Attach the muslin/batting/cardboard disc to the corduroy bark just above the top seam (helps keep it even) and only stitching through one layer of the bark and just along the edge (and slightly under) the muslin disc (so you can't see the stitches when you're done).
Then cut a piece of cardboard tube (paper towel tube in this case) and cover with a layer of batting (I just tucked it in, no sewing or gluing necessary). Insert the padded tube into the corduroy bark. Make sure the roots are fully stuffed (polyfil) and lightly stuff the bark where it looks necessary. THEN seam up the bark over the tube. I did it in layers. The part of the bark that touched the tube I tacked down first (but didn't close up the opening--only tack down one layer). Then I tucked the free end into the tacked end and finished closing up the seam being careful to make small stitches and get as clean a closure as possible.
Then I needed to tie down the muslin a bit. It was poking up and not laying smooth, so I ran one anchoring stitch over the french knot in the center (up from underneath and back down) and then all the way through the tube and tied off on the bottom of the piece.
But first I needed to make the heart (it was just a bit of batting with embroidery, then stitched on with minimal stitches) and add the grass. The grass is just ric rac attached with clear thread. Clear thread is a bitch to work with but SO worth it. You can't see the stitches at all (the whole point!) and it really made the grass pop (so did twisting the ric rac a bit to give it more dimension).

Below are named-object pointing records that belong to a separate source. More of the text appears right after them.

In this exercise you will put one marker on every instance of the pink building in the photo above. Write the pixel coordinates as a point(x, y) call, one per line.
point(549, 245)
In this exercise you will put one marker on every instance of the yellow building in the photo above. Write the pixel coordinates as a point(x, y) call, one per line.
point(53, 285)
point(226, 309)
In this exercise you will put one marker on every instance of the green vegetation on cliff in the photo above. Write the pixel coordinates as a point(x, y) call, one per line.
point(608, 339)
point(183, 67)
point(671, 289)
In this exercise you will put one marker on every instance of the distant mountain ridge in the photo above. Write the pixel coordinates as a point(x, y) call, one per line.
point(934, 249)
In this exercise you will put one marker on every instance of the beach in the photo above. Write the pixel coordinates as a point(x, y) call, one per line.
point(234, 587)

Free hand embroidery for the rings. No need to make it perfect since trees don't have perfect rings. I did back stitch for this but stem would look really pretty. It's single strand (except for the french knot, I think that was double strand).
With the whole stump done, I added a bit of polyfil into the tube (minding the thread hanging out--the thread that will anchor to the base) and got ready to make the base.

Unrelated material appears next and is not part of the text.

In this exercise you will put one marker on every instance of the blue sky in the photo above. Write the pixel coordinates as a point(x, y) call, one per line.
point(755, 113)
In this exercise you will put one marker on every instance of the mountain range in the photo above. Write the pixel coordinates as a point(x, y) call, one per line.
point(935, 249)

The base is just a basic square with batting in it and straight quilting. It could have been fancier but my free motion skills are non-existent so I decided to play it safe. My walking foot got a good work out. I love it so much I haven't taken it off the machine yet!
Then attach the base to the stump. First do the anchor stitch, which is the only one that will show on the bottom. It really can't be avoided.
Then, cinch up the roots. Hold the stump down onto the base (on a flat surface) to see where the roots naturally gather and fold onto themselves and then tack them down. Keep the stitches small and deep in the crease so you can't see them. THEN, sew the whole stump to the base, making sure to hide the stitches and NOT go through all the layers of the base. You want the bottom of the base as neat as possible (except for that anchor stitch, which is an ugly necessity).
I was so happy that I got such a great finished item ON THE FIRST GO. I only re-made one part of the whole thing. I made the first embroidered disc on brown felt but it looked bad next to the corduroy. Then I remember I had the natural color muslin and it was PERFECT. I also had to edit my bark pattern a bit after the fact. I had to lop a bit of the sewn bark off because it was just too long and made for too bulky of a seam. But that turned out to be a good thing because it left me with two open ends (instead of one) which made attaching to the tube (and then seaming) much tidier.
I can't wait for my partner to get this.